L05

Announcements¶

Talks:

Thu 1/19 4pm CF 105 Ryan Bockmon - Research (CS education)
Fri 1/20 4pm CF 316 Ryan Bockmon - Teaching

Don't forget to take Quiz 2 between Friday's class and Monday's class.

Quiz 1 Frequently Missed Questions:

Statistics is concerned with modeling how data is generated in theory, whereas probability is concerned with deriving such models from observed data.
A pandas Series is most similar to which basic python data structure?

In [1]:

import pandas as pd
pd.Series([1, 2, 3, 4])

Out[1]:

0    1
1    2
2    3
3    4
dtype: int64

Goals:¶

Think about what makes a good data science question and practice formulating some of your own. (Skiena 1.2)
Know the terminology and properties of basic probability (Skiena 2.1):
- Experiment; Outcome; Sample Space; Event; Probability; Random Variable; Expected Value
Know the definition and implications of independence
- Know the definition of have intuition for conditional probability
- Wrongly assuming independence can lead to poor modeling/predictions
- A lack of independence leads to correlations, which is where modeling/predictive power comes from

Asking interesting data questions¶

Consider a couple example datasets:
IMDB: All things movies. https://www.imdb.com/interfaces/
- Films: title, duration, genre tags, date, cast, crew, user ratings, critic ratings, ...
- People (actors, directors, writers, producers, crew): appearances/credits, birth/death dates, height, awards, ...
Boston Bike Share data: https://www.bluebikes.com/system-data
- Trips: Trip Duration, Start Time and Date, Stop Time and Date, Start Station Name & ID, End Station Name & ID, Bike ID, User Type (Casual = Single Trip or Day Pass user; Member = Annual or Monthly Member), Birth Year, Gender (self-reported by member)
- Stations: ID, Name, GPS coordinates, # docks
Think-pair-share: Come up wtih one interesting question you might want to answer with each of these datasets.

Ideas from the class:¶

IMDB

Age of director when film released vs critical ratings and user ratings - do older directors make "better" films?
- Broken out by genre
Do tall actors get more awards?
Do films with certain words in the title get higher ratings?
Are producers/directors racist?
Average rating for movies per actor

Bikes

What is the average trip duration per birth year?
Are younger riders more likely to be casual users or members?
What neighborhood of boston has the longest trips coming from it?
What are the most common start and endpoints for rides? What user types use which stations?

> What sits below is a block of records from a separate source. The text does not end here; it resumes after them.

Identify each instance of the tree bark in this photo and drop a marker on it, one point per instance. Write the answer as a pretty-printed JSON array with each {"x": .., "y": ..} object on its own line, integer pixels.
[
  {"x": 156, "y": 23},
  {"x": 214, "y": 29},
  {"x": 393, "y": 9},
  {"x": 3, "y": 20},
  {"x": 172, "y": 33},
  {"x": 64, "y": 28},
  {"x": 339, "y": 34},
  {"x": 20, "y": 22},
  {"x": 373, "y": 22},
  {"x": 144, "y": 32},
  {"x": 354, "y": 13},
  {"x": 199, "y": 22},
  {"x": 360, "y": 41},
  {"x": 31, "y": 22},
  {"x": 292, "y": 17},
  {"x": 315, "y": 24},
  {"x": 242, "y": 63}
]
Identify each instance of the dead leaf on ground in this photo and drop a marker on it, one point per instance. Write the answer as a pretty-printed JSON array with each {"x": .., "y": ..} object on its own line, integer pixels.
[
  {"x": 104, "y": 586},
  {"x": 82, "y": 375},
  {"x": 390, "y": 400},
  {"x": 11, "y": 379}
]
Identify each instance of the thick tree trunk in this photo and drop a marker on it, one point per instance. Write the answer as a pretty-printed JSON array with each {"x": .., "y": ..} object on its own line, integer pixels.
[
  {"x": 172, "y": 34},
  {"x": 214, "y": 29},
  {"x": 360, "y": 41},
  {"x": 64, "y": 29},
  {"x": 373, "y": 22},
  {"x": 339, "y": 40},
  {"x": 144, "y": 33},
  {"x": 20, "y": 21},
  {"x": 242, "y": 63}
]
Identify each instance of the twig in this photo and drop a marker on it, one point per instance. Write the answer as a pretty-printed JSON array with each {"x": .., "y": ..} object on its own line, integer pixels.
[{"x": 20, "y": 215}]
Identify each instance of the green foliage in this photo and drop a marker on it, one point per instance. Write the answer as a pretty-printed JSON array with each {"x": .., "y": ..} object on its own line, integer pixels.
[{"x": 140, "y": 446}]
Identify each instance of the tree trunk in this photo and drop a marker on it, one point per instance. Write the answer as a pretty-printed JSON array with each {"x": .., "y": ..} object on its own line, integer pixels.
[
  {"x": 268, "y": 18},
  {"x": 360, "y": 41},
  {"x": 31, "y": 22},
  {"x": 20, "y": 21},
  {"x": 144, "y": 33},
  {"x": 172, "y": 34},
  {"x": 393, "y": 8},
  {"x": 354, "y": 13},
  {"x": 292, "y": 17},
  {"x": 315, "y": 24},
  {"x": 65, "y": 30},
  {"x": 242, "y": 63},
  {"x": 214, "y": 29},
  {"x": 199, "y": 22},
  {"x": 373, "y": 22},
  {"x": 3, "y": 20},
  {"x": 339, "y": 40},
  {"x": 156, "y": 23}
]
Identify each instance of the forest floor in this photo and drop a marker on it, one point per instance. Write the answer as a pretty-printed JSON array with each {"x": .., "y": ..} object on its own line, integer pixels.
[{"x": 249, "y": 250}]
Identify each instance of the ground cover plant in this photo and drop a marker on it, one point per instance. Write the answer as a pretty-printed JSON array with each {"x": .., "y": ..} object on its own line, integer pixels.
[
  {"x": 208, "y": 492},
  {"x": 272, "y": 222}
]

Insight: Datasets can often answer questions that the data isn't directly about.

Example: baseball stats (http://www.baseball-reference.com) has details about ~20,000 major league baseball players over the last 150 years. This data includes handedness and birth/death dates, so we can study a possible link between handedness and lifespan.

Probability - Basics¶

Probability is actually hard to define! But easy to have intuition about it.
Also straightforward to write down its properties (i.e., how it behaves)

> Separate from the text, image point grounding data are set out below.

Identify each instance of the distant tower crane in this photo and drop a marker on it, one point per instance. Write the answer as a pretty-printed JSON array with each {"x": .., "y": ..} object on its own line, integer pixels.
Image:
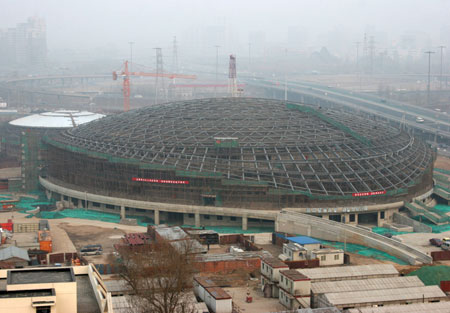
[{"x": 126, "y": 81}]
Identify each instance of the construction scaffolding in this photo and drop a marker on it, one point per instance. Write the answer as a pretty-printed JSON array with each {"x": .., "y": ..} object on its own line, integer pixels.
[{"x": 241, "y": 152}]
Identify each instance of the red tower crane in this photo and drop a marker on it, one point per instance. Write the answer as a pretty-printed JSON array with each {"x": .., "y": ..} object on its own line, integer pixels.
[{"x": 126, "y": 81}]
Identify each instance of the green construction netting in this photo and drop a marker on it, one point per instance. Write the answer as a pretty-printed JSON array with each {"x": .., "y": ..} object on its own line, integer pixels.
[
  {"x": 442, "y": 171},
  {"x": 364, "y": 251},
  {"x": 383, "y": 230},
  {"x": 91, "y": 215},
  {"x": 435, "y": 228},
  {"x": 432, "y": 275},
  {"x": 442, "y": 208},
  {"x": 236, "y": 229}
]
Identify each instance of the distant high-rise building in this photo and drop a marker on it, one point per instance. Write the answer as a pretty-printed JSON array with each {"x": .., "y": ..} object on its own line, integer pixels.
[{"x": 25, "y": 45}]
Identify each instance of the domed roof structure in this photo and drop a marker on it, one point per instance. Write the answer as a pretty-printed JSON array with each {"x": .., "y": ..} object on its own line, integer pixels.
[
  {"x": 289, "y": 146},
  {"x": 56, "y": 119}
]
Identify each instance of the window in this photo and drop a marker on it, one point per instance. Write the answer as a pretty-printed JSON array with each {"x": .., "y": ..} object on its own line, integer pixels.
[{"x": 43, "y": 309}]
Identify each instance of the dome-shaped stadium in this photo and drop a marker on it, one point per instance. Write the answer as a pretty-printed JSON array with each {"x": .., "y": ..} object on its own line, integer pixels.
[{"x": 242, "y": 153}]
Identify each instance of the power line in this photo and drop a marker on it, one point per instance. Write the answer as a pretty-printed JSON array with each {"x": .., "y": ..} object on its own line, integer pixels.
[{"x": 429, "y": 73}]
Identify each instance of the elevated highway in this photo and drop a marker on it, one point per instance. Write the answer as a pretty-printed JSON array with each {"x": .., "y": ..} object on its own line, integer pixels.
[{"x": 436, "y": 125}]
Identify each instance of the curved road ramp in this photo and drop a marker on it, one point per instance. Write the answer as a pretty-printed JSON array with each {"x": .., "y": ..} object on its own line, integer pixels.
[{"x": 303, "y": 224}]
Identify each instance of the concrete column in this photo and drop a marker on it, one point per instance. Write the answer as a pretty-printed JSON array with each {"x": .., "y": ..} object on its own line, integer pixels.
[
  {"x": 197, "y": 219},
  {"x": 244, "y": 222}
]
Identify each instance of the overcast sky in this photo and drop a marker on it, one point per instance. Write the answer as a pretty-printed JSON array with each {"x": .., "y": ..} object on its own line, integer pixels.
[{"x": 97, "y": 23}]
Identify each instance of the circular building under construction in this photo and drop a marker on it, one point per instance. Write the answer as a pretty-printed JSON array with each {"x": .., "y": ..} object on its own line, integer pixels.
[{"x": 241, "y": 153}]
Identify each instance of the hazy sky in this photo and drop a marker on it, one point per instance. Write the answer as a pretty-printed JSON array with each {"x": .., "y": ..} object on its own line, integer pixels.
[{"x": 95, "y": 23}]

First, need some terminology.

An experiment is a process that results in one of a set of possible outcomes.
The sample space ($S$) of the experiment is the set of all possible outcomes.
An event ($E$) is a subset of the outcomes.
The probability of an outcome $s$ is written $P(s)$ and has these properties:
- $P(s)$ is between 0 and 1: $0 \le P(s) \le 1$.
- The sum of probabilities of all outcomes is exactly 1: $$\sum_{s \in S} P(s) = 1$$
A random variable $(V)$ is a function that maps an outcome to a number.
The expected value $E(V)$ of a random variable $V$ is the sum of the probability of each outcome times the random variable's value at that outcome: $$E(V) = \sum_{s \in S} P(s) \cdot V(s)$$

If we run an experiment where we toss a fair coin, the sample space contains the outcomes ${H, T}$ representing heads and tails. The coin is fair, so the probability of each outcome is 0.5, which satisfies both of the properties above.

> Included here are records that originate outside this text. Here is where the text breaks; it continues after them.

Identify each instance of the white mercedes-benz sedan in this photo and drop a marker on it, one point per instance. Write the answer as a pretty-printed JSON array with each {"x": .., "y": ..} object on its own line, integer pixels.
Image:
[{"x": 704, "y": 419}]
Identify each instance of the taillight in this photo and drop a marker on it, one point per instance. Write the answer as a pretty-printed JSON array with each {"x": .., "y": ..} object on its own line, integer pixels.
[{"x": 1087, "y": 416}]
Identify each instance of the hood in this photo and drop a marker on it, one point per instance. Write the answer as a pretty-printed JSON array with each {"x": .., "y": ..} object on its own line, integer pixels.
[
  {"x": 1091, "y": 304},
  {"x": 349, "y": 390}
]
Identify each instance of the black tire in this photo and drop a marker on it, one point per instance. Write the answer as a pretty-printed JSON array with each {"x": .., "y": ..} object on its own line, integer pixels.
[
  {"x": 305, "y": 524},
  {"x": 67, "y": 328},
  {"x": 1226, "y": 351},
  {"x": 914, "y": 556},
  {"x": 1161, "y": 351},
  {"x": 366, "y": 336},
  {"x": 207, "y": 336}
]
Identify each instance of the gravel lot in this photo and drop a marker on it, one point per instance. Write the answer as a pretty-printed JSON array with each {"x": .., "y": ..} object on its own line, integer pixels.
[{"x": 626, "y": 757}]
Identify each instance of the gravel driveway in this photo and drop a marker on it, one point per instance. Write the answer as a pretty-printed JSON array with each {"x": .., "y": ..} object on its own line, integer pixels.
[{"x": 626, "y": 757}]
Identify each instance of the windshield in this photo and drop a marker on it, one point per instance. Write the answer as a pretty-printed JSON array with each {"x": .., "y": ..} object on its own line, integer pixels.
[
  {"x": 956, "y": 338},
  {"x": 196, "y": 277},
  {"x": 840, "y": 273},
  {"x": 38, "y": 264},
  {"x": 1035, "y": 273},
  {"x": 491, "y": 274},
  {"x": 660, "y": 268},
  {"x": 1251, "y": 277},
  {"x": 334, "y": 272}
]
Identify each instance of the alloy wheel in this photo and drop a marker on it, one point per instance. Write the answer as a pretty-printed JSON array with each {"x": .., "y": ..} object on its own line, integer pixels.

Suppose you made a deal with a friend to toss a coin, and if it comes up heads, your friend gives you a dollar. If it comes up tails, no money changes hands. The random variable $V$ that's relevant to your wallet is $V(H) = 1, V(T) = 0$. The expected value of this random variable is $V(H) * P(H) + V(T) * P(T) = 0.5$, which you can think of as the amount of money you would expect to earn per flip, on average, if you repeated this experiment many, many times.

Exercise: describe the rolling of a six-sided die using the same terminology as above. For a random variable, use the number on the die itself; find the expected value.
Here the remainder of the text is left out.